Objective: The MCW Partnership aims to improve the wellbeing of children and their mothers in Bangladesh, Ethiopia, Honduras, and Nepal. Activities aim to strengthen the health system; improve care and feeding practices; increase household food security; promote food safety and hygiene; and promote women’s empowerment and leadership.

Geographic Area: In Nepal, the Child Wellbeing Partnership will be implemented in six districts of Madhesh, Karnali, Lumbini, and Sudur Paschim provinces. Districts were chosen based on high levels of poverty, stunting and/or wasting rates, maternal mortality, strength of government partnerships, and physical presence and scale-up potential of program operations.

The Church-funded Fill the Nutrition Gap program in Madhesh province aims to improve the availability and consumption of nutritious foods and reduce anemia in women, children, and their families and communities. Implemented by CARE, the program applies similar approaches like Farmer Field and Business School (FFBS) and home gardens, offering opportunities for learning, cross-exchange, and deeper technical expertise.

Target Population: 98,750 direct participants (62,510 women/girls and 6,040 children under 5)

CARE and iDE will target PLW, women of reproductive age and children under the age of five years.
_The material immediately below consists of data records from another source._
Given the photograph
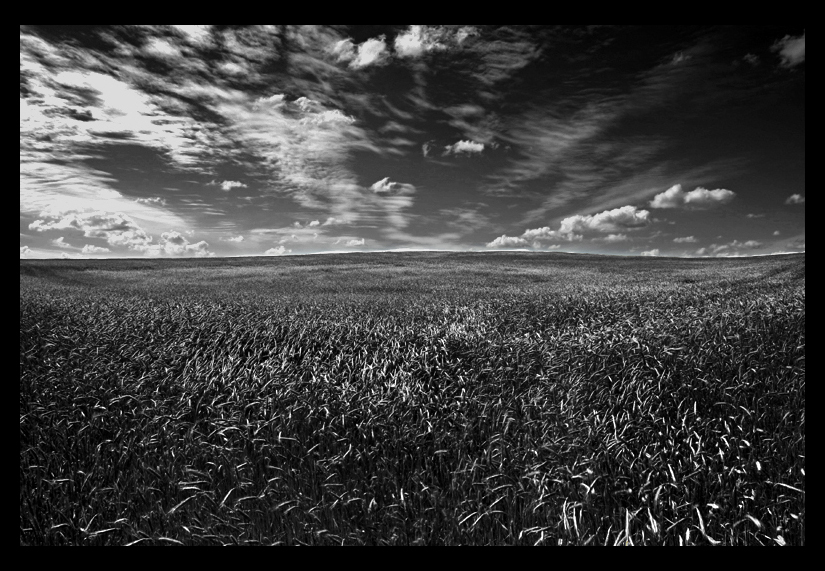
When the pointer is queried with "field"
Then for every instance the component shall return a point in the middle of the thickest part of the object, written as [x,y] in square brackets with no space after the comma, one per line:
[413,398]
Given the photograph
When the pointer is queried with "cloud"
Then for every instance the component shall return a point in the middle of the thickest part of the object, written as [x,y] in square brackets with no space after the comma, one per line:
[795,199]
[384,186]
[60,243]
[606,221]
[419,40]
[611,238]
[574,228]
[371,52]
[675,197]
[90,249]
[505,241]
[115,227]
[725,249]
[791,50]
[174,243]
[280,250]
[465,147]
[155,200]
[228,185]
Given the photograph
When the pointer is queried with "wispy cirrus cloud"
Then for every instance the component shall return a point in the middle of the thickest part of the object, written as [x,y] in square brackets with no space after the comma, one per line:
[791,50]
[675,197]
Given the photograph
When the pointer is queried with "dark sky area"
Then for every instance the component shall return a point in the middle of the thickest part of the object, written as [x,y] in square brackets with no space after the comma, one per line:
[271,140]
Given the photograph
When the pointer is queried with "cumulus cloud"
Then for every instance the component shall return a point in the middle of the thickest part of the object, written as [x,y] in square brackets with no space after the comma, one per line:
[173,243]
[675,197]
[729,249]
[371,52]
[505,241]
[115,227]
[419,40]
[795,199]
[607,221]
[463,147]
[60,243]
[574,228]
[791,50]
[90,249]
[615,238]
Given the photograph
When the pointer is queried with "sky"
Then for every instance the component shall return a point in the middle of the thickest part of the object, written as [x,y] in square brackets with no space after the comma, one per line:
[200,141]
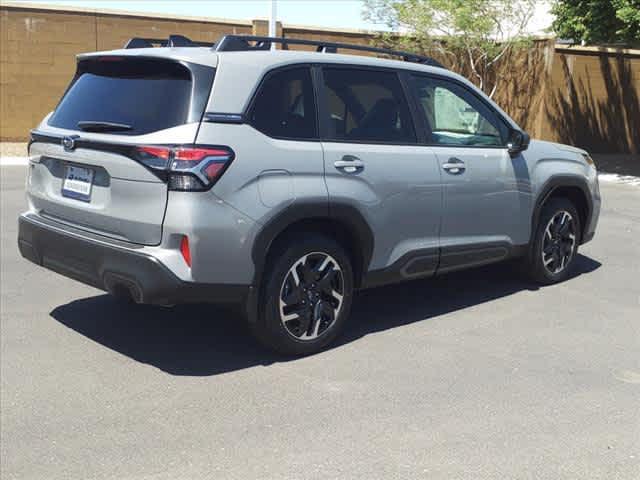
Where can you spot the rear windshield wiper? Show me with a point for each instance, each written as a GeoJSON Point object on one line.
{"type": "Point", "coordinates": [91, 126]}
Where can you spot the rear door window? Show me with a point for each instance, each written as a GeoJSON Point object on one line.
{"type": "Point", "coordinates": [145, 94]}
{"type": "Point", "coordinates": [367, 106]}
{"type": "Point", "coordinates": [285, 107]}
{"type": "Point", "coordinates": [457, 117]}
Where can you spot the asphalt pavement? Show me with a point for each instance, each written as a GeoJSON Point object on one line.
{"type": "Point", "coordinates": [473, 375]}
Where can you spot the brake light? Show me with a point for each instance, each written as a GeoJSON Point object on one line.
{"type": "Point", "coordinates": [187, 168]}
{"type": "Point", "coordinates": [184, 249]}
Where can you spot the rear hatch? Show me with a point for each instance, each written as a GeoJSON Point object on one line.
{"type": "Point", "coordinates": [89, 168]}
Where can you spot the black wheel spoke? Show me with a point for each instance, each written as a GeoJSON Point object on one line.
{"type": "Point", "coordinates": [558, 242]}
{"type": "Point", "coordinates": [311, 296]}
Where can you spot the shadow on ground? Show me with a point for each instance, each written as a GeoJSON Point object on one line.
{"type": "Point", "coordinates": [207, 340]}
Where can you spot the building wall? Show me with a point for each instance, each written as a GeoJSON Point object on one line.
{"type": "Point", "coordinates": [587, 97]}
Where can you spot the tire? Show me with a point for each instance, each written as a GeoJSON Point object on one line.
{"type": "Point", "coordinates": [319, 293]}
{"type": "Point", "coordinates": [554, 249]}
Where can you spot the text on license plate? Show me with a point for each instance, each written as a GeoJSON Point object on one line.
{"type": "Point", "coordinates": [77, 183]}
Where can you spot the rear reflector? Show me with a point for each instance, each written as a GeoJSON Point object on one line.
{"type": "Point", "coordinates": [188, 168]}
{"type": "Point", "coordinates": [184, 249]}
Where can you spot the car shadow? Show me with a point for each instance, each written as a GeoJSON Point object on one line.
{"type": "Point", "coordinates": [202, 340]}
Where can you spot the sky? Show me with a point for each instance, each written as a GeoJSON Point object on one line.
{"type": "Point", "coordinates": [322, 13]}
{"type": "Point", "coordinates": [325, 13]}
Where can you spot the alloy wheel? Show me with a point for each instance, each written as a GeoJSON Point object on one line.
{"type": "Point", "coordinates": [558, 245]}
{"type": "Point", "coordinates": [311, 296]}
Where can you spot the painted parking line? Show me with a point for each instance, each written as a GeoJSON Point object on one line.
{"type": "Point", "coordinates": [14, 161]}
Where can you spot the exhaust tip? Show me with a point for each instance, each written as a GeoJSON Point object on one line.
{"type": "Point", "coordinates": [122, 287]}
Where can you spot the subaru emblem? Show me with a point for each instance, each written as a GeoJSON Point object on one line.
{"type": "Point", "coordinates": [69, 143]}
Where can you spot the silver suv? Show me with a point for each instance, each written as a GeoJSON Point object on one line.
{"type": "Point", "coordinates": [284, 181]}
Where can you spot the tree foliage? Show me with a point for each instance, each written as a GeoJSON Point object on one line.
{"type": "Point", "coordinates": [598, 21]}
{"type": "Point", "coordinates": [469, 36]}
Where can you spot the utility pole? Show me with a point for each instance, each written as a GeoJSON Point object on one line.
{"type": "Point", "coordinates": [272, 23]}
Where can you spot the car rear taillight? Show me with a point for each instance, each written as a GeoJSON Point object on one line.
{"type": "Point", "coordinates": [188, 168]}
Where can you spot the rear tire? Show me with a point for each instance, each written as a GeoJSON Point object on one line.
{"type": "Point", "coordinates": [306, 296]}
{"type": "Point", "coordinates": [552, 254]}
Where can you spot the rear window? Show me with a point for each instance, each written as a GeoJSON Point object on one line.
{"type": "Point", "coordinates": [145, 94]}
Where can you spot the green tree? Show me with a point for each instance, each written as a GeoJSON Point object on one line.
{"type": "Point", "coordinates": [598, 21]}
{"type": "Point", "coordinates": [470, 36]}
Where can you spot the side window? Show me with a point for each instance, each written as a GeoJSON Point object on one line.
{"type": "Point", "coordinates": [285, 106]}
{"type": "Point", "coordinates": [456, 117]}
{"type": "Point", "coordinates": [367, 106]}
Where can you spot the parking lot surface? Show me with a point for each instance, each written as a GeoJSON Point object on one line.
{"type": "Point", "coordinates": [473, 375]}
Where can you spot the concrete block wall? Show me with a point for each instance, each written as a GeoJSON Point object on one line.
{"type": "Point", "coordinates": [590, 95]}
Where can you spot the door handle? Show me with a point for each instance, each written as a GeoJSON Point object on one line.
{"type": "Point", "coordinates": [349, 163]}
{"type": "Point", "coordinates": [454, 166]}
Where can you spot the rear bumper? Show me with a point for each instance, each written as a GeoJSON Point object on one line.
{"type": "Point", "coordinates": [115, 268]}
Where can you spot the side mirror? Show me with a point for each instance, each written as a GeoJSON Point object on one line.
{"type": "Point", "coordinates": [518, 142]}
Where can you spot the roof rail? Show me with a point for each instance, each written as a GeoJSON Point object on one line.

Special emphasis will be on 1,000-days households[1], and vulnerable and marginalized populations, such as ethnic minorities, the geographically remote, and persons with disabilities.

The program will also directly target other groups and platforms key to the long-term success of the program. Nutrition Groups, comprised of food and nutritionally vulnerable, excluded, and marginalized populations and Healthy Mothers Groups, married women of reproductive age from marginalized and disadvantaged communities, and small-scale farmers groups will benefit from nutrition-sensitive agricultural interventions. The partnership will also support the leadership of local health facilities and their staff, to improve their governance and accountability, and provide essential medical equipment and supplies to the health facilities. Community Health Workers will receive training and support to strengthen the local health system and enable health facilities to provide quality health and nutrition services. Men, boys, in-laws, and community members will also be engaged through proven community mobilization tools and Social and Behavior Change Communications (SBCC) aimed at reducing the impact of harmful gender and social norms.